Friday, April 11, 2014

Questioning Information Security - It's all about the data

In Questioning Information Security Part 1, I argued that your security is only as good as the questions you ask.  If you never ask the question - is my network exposed to compromise through third party connectivity or how can my password reset function be defeated or who is using unauthorized systems on my network - you will never know the answer.

But great questions are only the seed of the answer. Just as a scientific hypothesis necessitates a quest of rigorous experimentation, an Information Security question requires data and analytics.

Data Collection

Fortunately, your environment has all the data needed to answer your security questions. Let me say it again - your environment has all the data you need to answer your security questions. The diagram below shows some of the data that is commonly available in enterprise network environments.

Mixed together properly, tour DNS activity, web logs, firewall logs, endpoint events, malware events, AD data, and net flow holds rich treasures to answer numbers of questions - ones that you are asking and ones that you haven't yet asked.

But how do you collect it? How do you process it? If your last attempt at wrangling and analyzing large amounts of data was back in 2005, you probably felt a bit like this guy.  The relational databases just didn't scale. It was expensive. It was a lot of work. And queries took forever.
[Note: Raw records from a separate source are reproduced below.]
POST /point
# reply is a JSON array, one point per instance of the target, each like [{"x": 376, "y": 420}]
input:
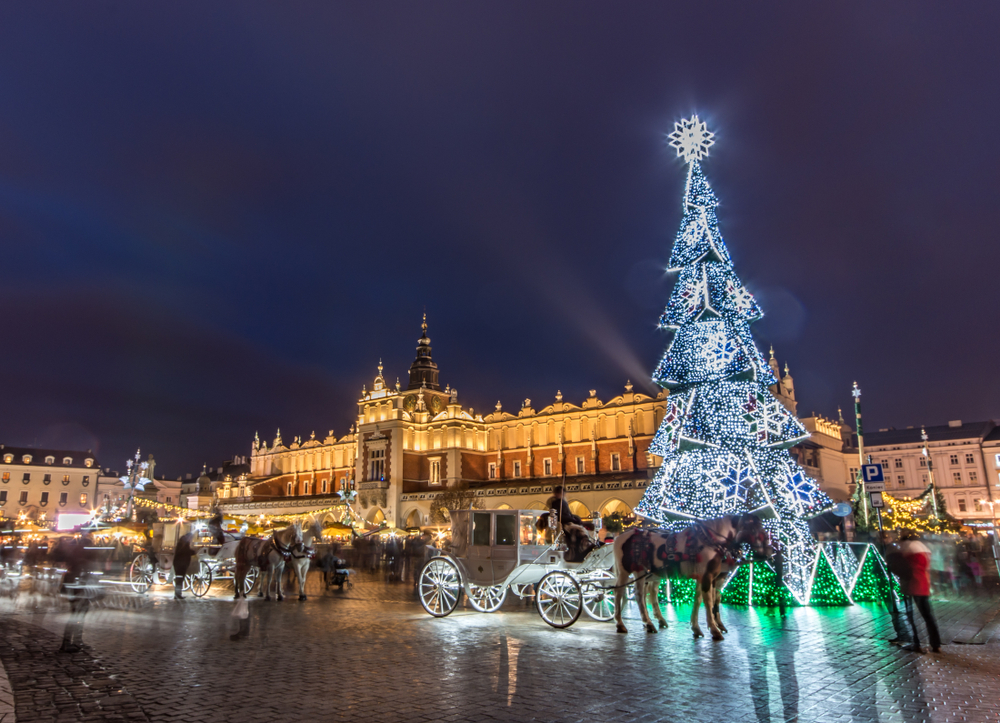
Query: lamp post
[
  {"x": 856, "y": 393},
  {"x": 930, "y": 470}
]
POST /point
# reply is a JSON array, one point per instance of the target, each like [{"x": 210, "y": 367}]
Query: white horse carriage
[
  {"x": 494, "y": 551},
  {"x": 154, "y": 564}
]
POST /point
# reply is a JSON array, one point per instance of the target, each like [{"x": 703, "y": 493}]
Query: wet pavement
[{"x": 373, "y": 654}]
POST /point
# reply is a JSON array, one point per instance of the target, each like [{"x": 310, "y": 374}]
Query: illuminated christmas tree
[{"x": 724, "y": 439}]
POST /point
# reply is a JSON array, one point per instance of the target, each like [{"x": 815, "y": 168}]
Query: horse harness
[{"x": 640, "y": 554}]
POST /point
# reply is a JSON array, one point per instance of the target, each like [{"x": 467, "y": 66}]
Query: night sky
[{"x": 215, "y": 220}]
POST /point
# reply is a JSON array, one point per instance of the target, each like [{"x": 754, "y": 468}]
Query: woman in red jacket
[{"x": 917, "y": 585}]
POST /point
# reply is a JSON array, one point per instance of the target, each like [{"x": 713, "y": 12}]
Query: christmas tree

The world of data processing began to change in 2005 when the Apache Software Foundation released Hadoop, an implementation of Google's MapReduce technology for parallel processing of huge data sets. As Hadoop because more accessible and associated technologies such as Hive and Pig wrangling this data wasn't so difficult any more. Now data analytics can occur on an industrial scale.
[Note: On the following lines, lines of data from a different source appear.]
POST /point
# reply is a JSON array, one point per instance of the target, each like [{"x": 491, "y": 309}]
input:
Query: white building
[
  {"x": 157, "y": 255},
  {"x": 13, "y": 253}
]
Massive data sets can be loaded in to commodity hardware running open source software and analyzed effectively, processing complex queries in reasonable time that was previously unthinkable. The shackles and overhead of relational data structures are off with the NoSQL paradigm and the structured and unstructured data can processed from all kinds of sources.

Of course, you don't have to collect all of the data in your environment to answer really meaningful security questions. Just start with the data necessary to answer well the core questions.

Data Correlation

Some cool questions can be answered by simply analyzing a single dimension of data that spans a long period of time, such as firewall or DNS logs. Things get exponentially more interesting when you correlate the different data sources together. How do you do this though with data from a variety of sources that was really never 'designed' to be together?
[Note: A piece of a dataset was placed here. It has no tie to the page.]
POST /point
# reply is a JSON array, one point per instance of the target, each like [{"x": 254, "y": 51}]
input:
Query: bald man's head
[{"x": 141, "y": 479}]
The common denominators of the data is an ip address or a hostname. All your data that interacts with the network can be tied pretty easily to one of these two attributes. With data collected over time and correlated, really interesting questions can start to be answered.  Take Active Directory - useful to correlate stuff to that because that is where you can tie in to the users behind the events. AD doesn't have the IP address of each user, but the domain authentication logs do. Tie that to your DNS logs and you can get down to a hostname. Similar process for just about any other data source. I have found that doing this data enrichment is useful to do during the data load processing.

Data Contextualization

Data contextualization is simply the process of taking that security data and putting it within the context of its place in the business, the environment, the overall risk of the enterprise. Then, something as lonely as a vulnerability report can be really useful. Then you can know how important that vuln is because of the risk profile of the system it resides in, and you can report vulnerabilities by business unit or, better, by business process. You can tie vulns to specific people within specific business units. Lots of places you can go with other data.


Ultimately, these answers to the questions you've asked are valuable in so much as they result in action, which requires good communication. One of the goals is to make it valuable to the business and create a meaningful business-specific dashboard that isn't color-coded based on swags.

Rather, the dashboard is based on real data such that you can dive in to its dimensions and layers, such as the data behind outsider fraudulent Transaction in the retail division. Or employee accidental data loss in the R&D group. Being driven and derived from data, you might see rates of non-compliance with use of encryption on laptops and host-based external media controls and perhaps promiscuous policies related to use of cloud storage.

In the last post in this series, I'll expand on ideas for questions to answer using data collection, correlation, and analytics.